Le vice-Premier ministre chargé du Budget, Adolphe Muzito , a entamé le lundi 9 mars à Kinshasa, une série de consultations en vue de l’élaboration de la loi de finances rectificative pour l’exercice 2026. 

Aux côtés du vice-ministre du Budget, Elysée Bokumwana, le ministre a successivement échangé avec plusieurs membres du gouvernement. Parmi eux figurent le vice-Premier ministre chargé de l’Économie nationale, Daniel Mukoko samba, ainsi que le vice-Premier ministre en charge des Transports, Jean pierre Bemba.

Ces échanges ont permis aux responsables gouvernementaux d’examiner les principales orientations économiques à intégrer dans le collectif budgétaire de 2026. Les discussions ont notamment porté sur l’ajustement des prévisions de dépenses publiques afin de mieux les adapter aux réalités économiques actuelles.

Selon le vice-Premier ministre de l’Économie nationale, la révision du budget s’inscrit dans un engagement pris entre le gouvernement et le Parlement lors de l’adoption de la loi de finances initiale.

« Vous savez bien dans quel contexte la loi de finances 2026 avait été votée par le Parlement.
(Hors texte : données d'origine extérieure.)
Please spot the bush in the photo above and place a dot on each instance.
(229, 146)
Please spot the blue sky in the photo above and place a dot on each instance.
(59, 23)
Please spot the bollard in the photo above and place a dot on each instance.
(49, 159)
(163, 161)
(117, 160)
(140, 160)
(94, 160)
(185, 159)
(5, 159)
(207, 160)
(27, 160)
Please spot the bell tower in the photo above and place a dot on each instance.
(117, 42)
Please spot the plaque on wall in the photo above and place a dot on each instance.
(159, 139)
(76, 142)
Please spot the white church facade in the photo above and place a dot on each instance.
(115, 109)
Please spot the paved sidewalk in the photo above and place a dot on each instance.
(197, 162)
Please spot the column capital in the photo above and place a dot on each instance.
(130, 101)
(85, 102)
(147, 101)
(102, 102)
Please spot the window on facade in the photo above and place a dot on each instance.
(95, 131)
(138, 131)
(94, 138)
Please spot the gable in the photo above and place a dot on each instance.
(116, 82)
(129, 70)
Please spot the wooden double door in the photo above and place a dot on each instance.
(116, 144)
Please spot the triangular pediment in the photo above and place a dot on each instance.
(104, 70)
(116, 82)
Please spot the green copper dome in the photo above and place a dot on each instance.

Il y avait un accord entre le Parlement et le gouvernement pour qu’à la première session de cette année, donc à la session de mars, le gouvernement puisse déposer une loi rectificative des finances afin de mieux tenir compte de l’évolution de certains paramètres économiques. Mais aussi, dans la situation dans laquelle nous nous trouvons depuis le déclenchement de la guerre en Iran, de prendre en compte l’impact de cette guerre sur l’économie nationale », a déclaré Daniel Mukoko Samba.
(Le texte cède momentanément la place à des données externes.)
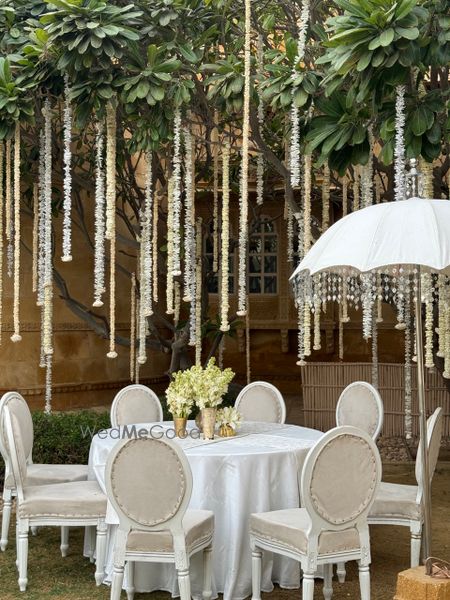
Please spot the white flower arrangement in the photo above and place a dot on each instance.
(179, 394)
(228, 416)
Arrêté à 54 335,7 milliards de francs congolais, soit environ 22 milliards de dollars américains, le budget 2026 enregistre une progression de 17 % par rapport à l’exercice 2025. Il s’inscrit, par ailleurs, dans une trajectoire budgétaire triennale visant le renforcement progressif de la pression fiscale, passant de 12 % en 2026 à 13 % en 2027 et 15 % en 2028, avec pour objectif d’atteindre, à l’horizon 2030, la moyenne de l’Afrique subsaharienne estimée à 17 %.